Les marchés financiers semblent réservés aux experts, pourtant des millions de Français franchissent le pas chaque année. Acheter des actions n’a jamais été aussi accessible grâce aux plateformes en ligne, mais encore faut-il maîtriser les étapes essentielles. Entre l’ouverture du bon compte, la sélection des titres pertinents et la compréhension des frais, le parcours peut sembler complexe pour les débutants. Ce guide complet vous accompagne pas à pas pour investir en bourse et réussir vos premiers investissements.
En bref
- Ouvrez un PEA pour bénéficier d’une fiscalité avantageuse sur les actions européennes (plafond de 150 000 euros) ou un compte-titres ordinaire pour investir sans limite sur tous les marchés mondiaux
- Identifiez les actions par leur code ISIN et leur mnémonique, privilégiez la diversification via plusieurs titres ou des ETF pour limiter les risques
- Passez vos ordres d’achat en précisant le type d’ordre (à cours limité recommandé), la quantité de titres et la durée de validité de votre demande
- Comparez les frais de courtage entre les plateformes en ligne et les banques traditionnelles, ces coûts impactent directement votre rentabilité finale
- Maîtrisez la fiscalité applicable : PFU de 30% hors PEA, ou seulement 17,2% de prélèvements sociaux sur un PEA détenu plus de 5 ans
Comprendre les bases des actions et de la Bourse
Acheter des actions, c’est devenir propriétaire d’une petite partie d’une entreprise cotée en Bourse. Vous devenez actionnaire et vous êtes financièrement associé à l’avenir de cette société.

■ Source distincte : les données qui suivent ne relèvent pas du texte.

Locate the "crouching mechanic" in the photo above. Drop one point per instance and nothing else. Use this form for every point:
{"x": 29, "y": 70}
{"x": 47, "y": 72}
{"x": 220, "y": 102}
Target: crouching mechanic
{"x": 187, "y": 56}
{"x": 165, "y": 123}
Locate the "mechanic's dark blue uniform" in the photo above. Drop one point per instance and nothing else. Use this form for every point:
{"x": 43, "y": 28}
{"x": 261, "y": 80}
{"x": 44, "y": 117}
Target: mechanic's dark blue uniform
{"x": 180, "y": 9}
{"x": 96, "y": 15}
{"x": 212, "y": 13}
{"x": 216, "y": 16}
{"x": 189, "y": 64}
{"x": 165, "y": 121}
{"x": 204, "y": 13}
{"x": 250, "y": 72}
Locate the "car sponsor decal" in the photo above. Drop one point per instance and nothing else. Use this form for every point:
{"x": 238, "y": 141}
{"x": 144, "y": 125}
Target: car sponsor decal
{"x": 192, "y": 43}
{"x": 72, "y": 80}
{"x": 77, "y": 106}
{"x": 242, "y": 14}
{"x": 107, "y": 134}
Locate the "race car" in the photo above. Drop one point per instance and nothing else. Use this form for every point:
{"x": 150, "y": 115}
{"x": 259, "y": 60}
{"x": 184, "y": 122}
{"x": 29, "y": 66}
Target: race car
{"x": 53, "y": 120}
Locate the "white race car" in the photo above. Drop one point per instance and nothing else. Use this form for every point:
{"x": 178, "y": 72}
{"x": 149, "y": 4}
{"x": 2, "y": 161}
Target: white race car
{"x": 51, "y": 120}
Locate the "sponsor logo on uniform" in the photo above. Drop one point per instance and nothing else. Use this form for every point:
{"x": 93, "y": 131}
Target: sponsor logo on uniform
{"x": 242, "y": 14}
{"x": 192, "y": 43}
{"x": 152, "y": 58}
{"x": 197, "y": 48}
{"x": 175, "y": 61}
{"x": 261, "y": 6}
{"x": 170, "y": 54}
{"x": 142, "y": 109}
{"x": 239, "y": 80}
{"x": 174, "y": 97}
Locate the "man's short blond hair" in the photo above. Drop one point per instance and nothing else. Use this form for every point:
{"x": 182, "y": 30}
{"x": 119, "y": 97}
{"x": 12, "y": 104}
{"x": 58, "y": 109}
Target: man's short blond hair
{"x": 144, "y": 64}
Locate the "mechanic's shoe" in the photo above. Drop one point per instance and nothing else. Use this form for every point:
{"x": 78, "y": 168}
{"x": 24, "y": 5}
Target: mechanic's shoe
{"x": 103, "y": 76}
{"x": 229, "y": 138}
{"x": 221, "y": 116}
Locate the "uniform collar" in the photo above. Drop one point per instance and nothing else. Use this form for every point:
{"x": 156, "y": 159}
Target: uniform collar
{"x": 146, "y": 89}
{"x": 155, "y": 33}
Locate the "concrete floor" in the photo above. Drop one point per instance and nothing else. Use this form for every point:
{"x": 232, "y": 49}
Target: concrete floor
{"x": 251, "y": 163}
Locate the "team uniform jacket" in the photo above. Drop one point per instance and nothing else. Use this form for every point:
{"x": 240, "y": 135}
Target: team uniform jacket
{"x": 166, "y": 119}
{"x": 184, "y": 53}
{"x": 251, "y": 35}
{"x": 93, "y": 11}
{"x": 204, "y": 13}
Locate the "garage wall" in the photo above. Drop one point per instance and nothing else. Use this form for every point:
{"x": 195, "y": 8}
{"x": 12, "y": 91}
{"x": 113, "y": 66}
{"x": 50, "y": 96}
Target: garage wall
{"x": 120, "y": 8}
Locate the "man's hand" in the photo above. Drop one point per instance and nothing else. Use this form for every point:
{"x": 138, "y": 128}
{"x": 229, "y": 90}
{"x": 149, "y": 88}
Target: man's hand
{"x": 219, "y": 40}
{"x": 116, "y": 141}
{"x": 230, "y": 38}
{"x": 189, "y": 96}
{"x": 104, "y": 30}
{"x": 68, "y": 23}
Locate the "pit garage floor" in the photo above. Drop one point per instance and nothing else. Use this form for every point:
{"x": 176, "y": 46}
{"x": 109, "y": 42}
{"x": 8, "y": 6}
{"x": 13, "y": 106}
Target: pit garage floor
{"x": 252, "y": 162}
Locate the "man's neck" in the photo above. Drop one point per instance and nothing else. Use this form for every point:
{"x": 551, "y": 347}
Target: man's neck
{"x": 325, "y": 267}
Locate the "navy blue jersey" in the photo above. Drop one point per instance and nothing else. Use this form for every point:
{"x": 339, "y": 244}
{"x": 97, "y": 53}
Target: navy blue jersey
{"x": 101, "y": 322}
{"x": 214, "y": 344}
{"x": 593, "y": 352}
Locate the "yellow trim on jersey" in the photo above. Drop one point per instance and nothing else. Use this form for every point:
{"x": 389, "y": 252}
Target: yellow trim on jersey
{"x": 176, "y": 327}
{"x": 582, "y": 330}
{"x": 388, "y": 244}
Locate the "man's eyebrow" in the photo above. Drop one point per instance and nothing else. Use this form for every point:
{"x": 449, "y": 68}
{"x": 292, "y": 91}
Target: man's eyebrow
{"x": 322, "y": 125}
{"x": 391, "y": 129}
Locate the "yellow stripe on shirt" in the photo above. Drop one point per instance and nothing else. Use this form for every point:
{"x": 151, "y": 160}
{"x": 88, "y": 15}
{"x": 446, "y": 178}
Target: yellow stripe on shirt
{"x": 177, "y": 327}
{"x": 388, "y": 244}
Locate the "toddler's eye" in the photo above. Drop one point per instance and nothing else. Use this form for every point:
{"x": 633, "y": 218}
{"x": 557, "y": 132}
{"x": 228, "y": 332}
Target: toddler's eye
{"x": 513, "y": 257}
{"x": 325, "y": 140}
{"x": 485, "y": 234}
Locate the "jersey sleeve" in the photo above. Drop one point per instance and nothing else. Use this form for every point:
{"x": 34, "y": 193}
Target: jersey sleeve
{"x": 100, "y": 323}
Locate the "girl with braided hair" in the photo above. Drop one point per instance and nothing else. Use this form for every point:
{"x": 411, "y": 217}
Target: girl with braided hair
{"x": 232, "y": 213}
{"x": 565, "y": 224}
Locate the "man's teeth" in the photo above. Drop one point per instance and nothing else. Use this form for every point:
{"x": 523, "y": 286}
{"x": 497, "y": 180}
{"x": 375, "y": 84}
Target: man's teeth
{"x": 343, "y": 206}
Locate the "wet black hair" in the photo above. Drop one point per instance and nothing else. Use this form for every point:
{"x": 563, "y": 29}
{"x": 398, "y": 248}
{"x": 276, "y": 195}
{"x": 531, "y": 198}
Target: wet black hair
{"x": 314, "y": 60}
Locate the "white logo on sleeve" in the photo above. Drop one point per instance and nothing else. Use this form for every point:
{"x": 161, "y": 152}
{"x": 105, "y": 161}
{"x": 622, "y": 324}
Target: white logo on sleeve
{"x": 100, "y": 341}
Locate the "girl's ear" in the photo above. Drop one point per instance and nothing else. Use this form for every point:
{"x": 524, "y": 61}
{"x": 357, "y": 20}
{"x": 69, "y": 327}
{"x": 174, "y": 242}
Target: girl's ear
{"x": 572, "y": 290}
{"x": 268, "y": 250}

Le prix d’une action change constamment. Il monte quand il y a plus d’acheteurs que de vendeurs, et il baisse dans le cas inverse. C’est la loi de l’offre et de la demande qui joue à plein.
Vos gains peuvent venir de deux sources. D’abord, les dividendes que l’entreprise peut choisir de distribuer à ses actionnaires (mais rien n’oblige une entreprise à le faire). Ensuite, la plus-value quand vous revendez vos actions plus cher que vous les avez achetées.
Les dividendes ne sont jamais garantis. Une entreprise peut décider de ne rien verser, même si elle fait des bénéfices. Tout dépend de sa politique et de ses priorités d’investissement.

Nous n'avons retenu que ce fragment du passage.